“Does the mother of Miss Alice Laurens live here?”
“Yes; is there anything wrong?” inquired Mr. North curiously, and at the same moment the pale, agitated face of Willie Laurens appeared in the doorway, and he said:
“I am the brother of Alice Laurens. What is wrong?”
The man looked at him with pitying eyes, and answered:
“Heaven knows I hate to tell you, but I have no choice. An accident has befallen your sister. She fell through an open hatchway at Arnell & Grey’s a few minutes ago, and—break it to her mother as gently as you can, for they are bringing her here now. She is very badly hurt. It is not believed that she can live.”
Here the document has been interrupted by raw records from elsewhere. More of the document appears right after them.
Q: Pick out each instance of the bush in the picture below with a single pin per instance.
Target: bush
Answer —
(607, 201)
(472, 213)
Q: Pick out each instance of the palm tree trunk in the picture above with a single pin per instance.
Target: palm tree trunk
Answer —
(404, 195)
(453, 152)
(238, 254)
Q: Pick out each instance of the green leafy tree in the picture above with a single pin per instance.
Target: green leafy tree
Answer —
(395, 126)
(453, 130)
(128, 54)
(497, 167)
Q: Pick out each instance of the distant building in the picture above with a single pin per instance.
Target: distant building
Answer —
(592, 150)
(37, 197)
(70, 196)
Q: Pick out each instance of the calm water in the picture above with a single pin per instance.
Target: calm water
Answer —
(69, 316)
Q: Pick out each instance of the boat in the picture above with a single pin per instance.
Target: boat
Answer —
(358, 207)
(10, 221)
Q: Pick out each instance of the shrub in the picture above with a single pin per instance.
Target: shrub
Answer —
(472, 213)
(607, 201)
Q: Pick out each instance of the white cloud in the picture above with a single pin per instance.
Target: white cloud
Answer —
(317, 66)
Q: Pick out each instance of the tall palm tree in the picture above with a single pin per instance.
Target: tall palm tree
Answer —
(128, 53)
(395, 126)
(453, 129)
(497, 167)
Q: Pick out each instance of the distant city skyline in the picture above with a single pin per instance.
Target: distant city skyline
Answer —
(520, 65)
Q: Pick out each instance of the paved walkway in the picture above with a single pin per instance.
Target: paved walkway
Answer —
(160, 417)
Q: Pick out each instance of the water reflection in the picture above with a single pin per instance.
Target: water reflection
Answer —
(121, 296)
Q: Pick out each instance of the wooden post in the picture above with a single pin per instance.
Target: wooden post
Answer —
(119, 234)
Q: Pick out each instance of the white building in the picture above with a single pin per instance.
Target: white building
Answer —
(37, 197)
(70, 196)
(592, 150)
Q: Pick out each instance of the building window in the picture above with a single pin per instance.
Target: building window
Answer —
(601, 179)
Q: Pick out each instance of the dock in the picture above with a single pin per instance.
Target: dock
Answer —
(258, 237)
“Terrible!” cried Mr. North, as he flung out his arms to support Willie Laurens, who had reeled and staggered in agony at that heart-rending announcement.
CHAPTER XXIX.
CAUGHT IN A TRAP.
Pretty sixteen-year-old Alice Laurens looked wonderfully like her elder sister as she lay, with pale face and close-shut lids, upon her little bed, with her mother and only remaining sister, Nora, weeping over her, while Mr. Finley hovered, like a bird of prey, in the background, heartlessly calculating in his own mind how far this accident might be turned to his advantage in forcing Pansy Falconer to own her identity, and to pay his price for keeping her secret from her proud husband.
Alice Laurens had a broken arm, and had remained unconscious ever since her fall, so that the physicians feared she had sustained internal injuries that would speedily result in death. One of them had accompanied her home, and sat in grave silence, watching the scene, while Willie Laurens, utterly crushed and disheartened, had flung himself into a chair, and, with his convulsed face hidden in his hands, seemed utterly oblivious to everything but his sorrow.
Altogether, it was a sad scene on which the parting sun’s rays fell, as they slanted in at the open door and penciled with golden beams the prematurely silvered head of the unhappy mother as she knelt by her unconscious child, uttering piteous moans of grief and despair, for her afflictions pressed heavily on her heart.